Acquired a ndomain that belonged to a previously publicly listed company

   
5:39 am on Nov 6, 2006 (gmt 0)

WebmasterWorld Senior Member 10+ Year Member



I recently acquired an expired domain. On further examination, I found that it was orginally the official website of a company that used to be listed in NASDAQ. That company was acquired by a European company in 2002, and in turn acquired by a well-known multi-national in 2005. I would if there could be any potential legal problems down the line if I use this domain?
5:52 am on Nov 6, 2006 (gmt 0)

5+ Year Member



I'd go for it! Just don't use it in the same context, offer the same service OR pretend to be that company etc.. It seems like you picked it up with good intentions and found this out after the case.
5:46 pm on Nov 6, 2006 (gmt 0)

10+ Year Member



it dose not matter with what intentions you picked up the domain name.

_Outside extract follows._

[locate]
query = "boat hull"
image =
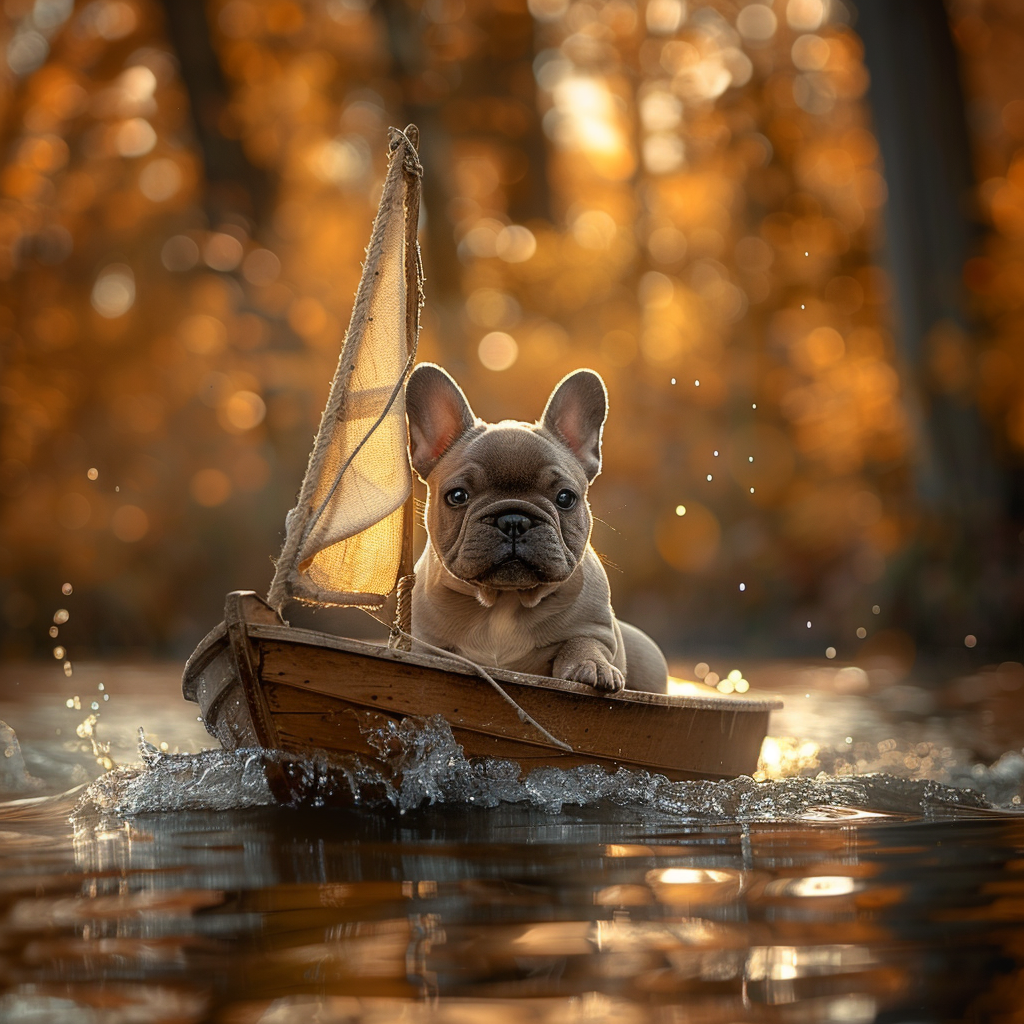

What matters is the evidence, which in this case is what are you doing with it.

a)Parked page: you can get into trouble for bad faith

b)Website : as long as the context/industry is different than that of the previous company, you should be fine.

But even if you do b) and if the previous company still owns the TM for the domain name, then they can still pursue it up with you, that is if they want to.

7:33 pm on Nov 6, 2006 (gmt 0)

WebmasterWorld Senior Member 10+ Year Member



One correction to a statement above. domain names CAN NOT be trademarked (I tried using a lawyer and the USPTO rejected my application). Now domain names can contain nonsensical phrases (e.g. "Google") that can be trademarked. So if the domain name is a collection of dictionary words with a TLD you are probably okay.

As others have said stay clear of anything that might confuse your activities with the old company AND don't do anything to capitalize on the domain's last intended purpose.

4:28 am on Nov 8, 2006 (gmt 0)

5+ Year Member



If the old company is no longer using the name in trade (perhaps they changed their name when they were acquired), then they have no trademark protection - abandoned marks have no protection.

Still, to be safe, you should not try to profit off their reputation, or try to confuse people that you are somehow affiliated with them or else you are just asking for a nasty letter.